Bei den Mächten, dachte Galéon, während seine Wahrnehmung sich schärfte und in jedem der entstellten Gesichter das erkannte, was es ursprünglich gewesen war, Mann oder Frau, alt oder jung, ein oder zwei so jung, dass ihnen nie ein Bart gesprossen war. Und in jedem Einzelnen dieser entstellten Körper, schwach und verletzt, der Seelenfunke. Wie Glühwürmchen, denen ein grausames Kind die Flügel ausgerissen hat.
Galéon schaute wie berückt in die flüchtigen Erinnerungen ihrer selbst, die die minderen Chaosgeister noch in sich trugen, und entdeckte zwischen ihnen das Traumphantom, wie es inmitten des Grauens stand und wartete. Die Geister nahmen keine Notiz von ihm. Natürlich. Von ihrer Warte aus gesehen, stand er an der anderen Seite der Träume. Sie konnten ihn ebensowenig wahrnehmen wie die Unkundigen. Nur er selbst, er konnte über die Träume hinweg blicken.
Ist das mein Meisterstück?, dachte er.
„Ja”, antwortete das Phantom, während hinter seinem Rücken das Schuppenmonster die Frau schüttelte wie ein Welpe ein Kissen. „Du hast es dir gewählt, als deine Neugier dich nach Aurópéa trieb.”
Warum tut Uldaise das? Und … worauf wartet er damit?

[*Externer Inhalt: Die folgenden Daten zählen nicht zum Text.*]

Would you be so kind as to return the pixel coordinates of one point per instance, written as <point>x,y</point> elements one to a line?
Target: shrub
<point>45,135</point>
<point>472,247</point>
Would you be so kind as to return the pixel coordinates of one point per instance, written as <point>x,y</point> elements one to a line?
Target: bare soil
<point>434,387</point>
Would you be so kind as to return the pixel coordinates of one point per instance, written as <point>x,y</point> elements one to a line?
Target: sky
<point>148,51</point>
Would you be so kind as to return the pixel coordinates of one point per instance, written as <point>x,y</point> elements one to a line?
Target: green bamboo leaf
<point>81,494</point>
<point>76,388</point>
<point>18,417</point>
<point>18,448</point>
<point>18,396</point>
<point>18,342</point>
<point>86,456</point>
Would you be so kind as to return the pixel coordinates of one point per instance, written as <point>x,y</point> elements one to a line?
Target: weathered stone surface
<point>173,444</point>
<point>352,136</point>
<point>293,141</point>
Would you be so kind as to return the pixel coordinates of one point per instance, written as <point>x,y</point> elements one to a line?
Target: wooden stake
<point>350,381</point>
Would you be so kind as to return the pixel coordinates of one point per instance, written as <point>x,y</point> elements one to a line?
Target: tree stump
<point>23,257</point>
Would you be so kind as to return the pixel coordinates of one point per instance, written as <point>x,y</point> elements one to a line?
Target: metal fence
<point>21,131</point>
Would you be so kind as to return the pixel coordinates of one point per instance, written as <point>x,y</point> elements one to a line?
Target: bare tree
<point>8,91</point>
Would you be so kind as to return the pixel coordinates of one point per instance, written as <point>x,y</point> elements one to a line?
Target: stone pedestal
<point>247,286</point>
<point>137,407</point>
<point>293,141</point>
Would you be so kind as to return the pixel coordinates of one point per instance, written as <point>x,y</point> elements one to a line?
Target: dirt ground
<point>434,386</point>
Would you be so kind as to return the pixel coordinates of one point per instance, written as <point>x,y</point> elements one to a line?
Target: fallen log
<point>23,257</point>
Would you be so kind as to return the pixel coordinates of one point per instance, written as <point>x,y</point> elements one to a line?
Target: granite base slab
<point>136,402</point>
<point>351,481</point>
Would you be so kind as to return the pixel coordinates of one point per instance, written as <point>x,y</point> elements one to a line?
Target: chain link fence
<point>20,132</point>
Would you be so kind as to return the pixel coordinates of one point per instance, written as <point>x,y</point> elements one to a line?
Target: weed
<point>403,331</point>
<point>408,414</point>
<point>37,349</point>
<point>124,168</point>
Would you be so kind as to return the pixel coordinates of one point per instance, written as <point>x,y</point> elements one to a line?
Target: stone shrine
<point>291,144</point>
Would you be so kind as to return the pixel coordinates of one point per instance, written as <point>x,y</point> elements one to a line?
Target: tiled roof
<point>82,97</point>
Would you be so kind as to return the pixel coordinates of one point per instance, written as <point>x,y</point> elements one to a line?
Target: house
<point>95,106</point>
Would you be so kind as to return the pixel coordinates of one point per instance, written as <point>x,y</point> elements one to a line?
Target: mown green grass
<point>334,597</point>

„Nach dem warum musst du ihn selbst fragen. Und was die zweite Frage betrifft … er wartet auf jemanden. Sagen wir, er wartet auf einen Boten. Einen Lieferanten. Es wäre hilfreich, wenn du die Ware abfängst.”

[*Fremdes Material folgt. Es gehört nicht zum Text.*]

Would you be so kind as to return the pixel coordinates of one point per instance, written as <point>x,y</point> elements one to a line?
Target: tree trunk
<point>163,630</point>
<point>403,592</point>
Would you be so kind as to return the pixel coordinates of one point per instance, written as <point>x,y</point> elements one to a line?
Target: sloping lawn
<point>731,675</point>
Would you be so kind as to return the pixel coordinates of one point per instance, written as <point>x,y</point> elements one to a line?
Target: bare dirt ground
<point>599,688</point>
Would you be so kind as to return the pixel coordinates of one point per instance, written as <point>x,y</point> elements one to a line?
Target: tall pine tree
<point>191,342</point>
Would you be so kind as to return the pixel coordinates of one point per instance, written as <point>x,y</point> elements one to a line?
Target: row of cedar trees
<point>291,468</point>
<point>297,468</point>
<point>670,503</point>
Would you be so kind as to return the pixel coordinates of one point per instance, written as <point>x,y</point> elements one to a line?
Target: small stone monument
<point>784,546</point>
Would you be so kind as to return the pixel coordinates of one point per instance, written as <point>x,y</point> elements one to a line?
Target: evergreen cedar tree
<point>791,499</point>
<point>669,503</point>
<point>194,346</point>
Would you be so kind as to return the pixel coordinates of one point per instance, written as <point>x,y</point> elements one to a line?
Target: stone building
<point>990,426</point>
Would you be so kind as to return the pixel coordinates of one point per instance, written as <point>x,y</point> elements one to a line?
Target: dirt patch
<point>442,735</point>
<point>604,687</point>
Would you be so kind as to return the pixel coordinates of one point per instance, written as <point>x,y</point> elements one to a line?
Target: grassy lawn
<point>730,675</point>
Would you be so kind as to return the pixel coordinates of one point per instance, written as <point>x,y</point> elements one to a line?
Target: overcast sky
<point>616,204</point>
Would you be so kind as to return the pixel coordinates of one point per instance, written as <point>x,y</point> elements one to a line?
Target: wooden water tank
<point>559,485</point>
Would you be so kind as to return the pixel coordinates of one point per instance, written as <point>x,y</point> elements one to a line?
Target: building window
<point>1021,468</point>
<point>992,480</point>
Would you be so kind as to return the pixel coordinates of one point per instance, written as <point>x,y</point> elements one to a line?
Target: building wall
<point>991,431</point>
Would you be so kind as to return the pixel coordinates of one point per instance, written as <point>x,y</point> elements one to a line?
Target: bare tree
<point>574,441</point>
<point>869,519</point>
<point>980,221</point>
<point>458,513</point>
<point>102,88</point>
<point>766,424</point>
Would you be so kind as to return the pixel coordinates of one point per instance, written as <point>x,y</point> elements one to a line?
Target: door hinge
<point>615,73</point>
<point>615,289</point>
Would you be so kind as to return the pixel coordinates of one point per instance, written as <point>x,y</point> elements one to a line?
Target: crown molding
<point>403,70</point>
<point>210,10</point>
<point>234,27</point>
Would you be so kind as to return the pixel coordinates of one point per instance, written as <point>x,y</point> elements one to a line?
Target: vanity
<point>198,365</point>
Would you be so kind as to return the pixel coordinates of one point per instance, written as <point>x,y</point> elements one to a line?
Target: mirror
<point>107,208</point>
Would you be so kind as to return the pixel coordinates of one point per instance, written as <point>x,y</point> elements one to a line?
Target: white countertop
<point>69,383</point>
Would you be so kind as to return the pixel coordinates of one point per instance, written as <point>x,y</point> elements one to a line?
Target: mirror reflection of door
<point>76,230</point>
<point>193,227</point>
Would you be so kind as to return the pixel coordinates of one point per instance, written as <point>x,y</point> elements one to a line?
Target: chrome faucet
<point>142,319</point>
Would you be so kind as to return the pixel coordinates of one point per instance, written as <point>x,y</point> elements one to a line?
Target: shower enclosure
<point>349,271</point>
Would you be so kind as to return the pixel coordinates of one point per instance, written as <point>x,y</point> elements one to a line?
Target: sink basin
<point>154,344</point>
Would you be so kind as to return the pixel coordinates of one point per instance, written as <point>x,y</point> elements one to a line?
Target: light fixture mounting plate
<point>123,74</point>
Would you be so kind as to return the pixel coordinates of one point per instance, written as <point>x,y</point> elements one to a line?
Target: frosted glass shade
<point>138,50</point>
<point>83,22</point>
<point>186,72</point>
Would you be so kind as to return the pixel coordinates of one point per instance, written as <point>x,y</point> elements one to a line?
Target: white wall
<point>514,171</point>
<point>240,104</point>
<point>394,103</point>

Das Phantom verblasste. Und dann stürzte der Sand abwärts und riss sie in die Tiefe, die Monster, die minderen Chaosgeister und die, die demnächst welche sein würden.
Galéon blieb zurück. Die Einhornzügel hielten ihn, bis der strudelnde Sand sich wieder geebnet hatte und Pataghius Glanz ihm endgültig das Bewusstsein nahm.